Microsoft is working to reduce the cost of artificial intelligence (AI) and wasted efforts when computing at a global scale. A recently published paper by Microsoft's Azure and Research teams discusses the company's AI service, which is codenamed Singularity. The paper, titled Singularity: Planet-Scale, Preemptive and Elastic Scheduling of AI Workloads (PDF), breaks down Microsoft's work at a technical level.

"Singularity is a fully managed, globally distributed infrastructure service for AI workloads at Microsoft, with support for diverse hardware accelerators. Singularity is designed from the ground up to scale across a global fleet of hundreds of thousands of GPUs and other AI accelerators," explains Microsoft's Azure and Research teams in their paper. "Singularity is built with one key goal: driving down the cost of AI by maximizing the aggregate useful throughput on a given fixed pool of capacity of accelerators at planet scale, while providing stringent SLAs for multiple pricing tiers."

In layman's terms, Microsoft's Singularity lets hundreds of thousands of GPUs and AI accelerators to work together. Singularity is a global infrastructure service designed to reduce wasted efforts. It treats all devices within the infrastructure as a single cluster, which helps ensure that the devices are used to their full potential.

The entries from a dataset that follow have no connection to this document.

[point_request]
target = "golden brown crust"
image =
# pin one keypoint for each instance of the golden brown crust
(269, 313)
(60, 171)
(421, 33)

Singularity can also adapt to prioritize different workloads. "While opportunistically using spare capacity, Singularity simultaneously provides isolation by respecting job-level SLAs," says Microsoft. "For example, Singularity adapts to increasing load on an inference job, freeing up capacity by elastically scaling down or preempting training jobs."

In contrast to some other systems that require restarting from scratch following failure, Singularity can jump back in where a job was cut off. This greatly reduces wasted effort as DNN training jobs can take several weeks.

Microsoft has invested heavily in AI over the years, including a $1 billion investment in OpenAI in 2019. An Azure system is one of the ten most powerful supercomputers in the world, as of November 2021. Azure systems are used for large-scale computing and machine learning.

As noted by ZDNet, Microsoft used the Singularity codename for an unrelated project in the past. That Singularity was a microkernel operating system.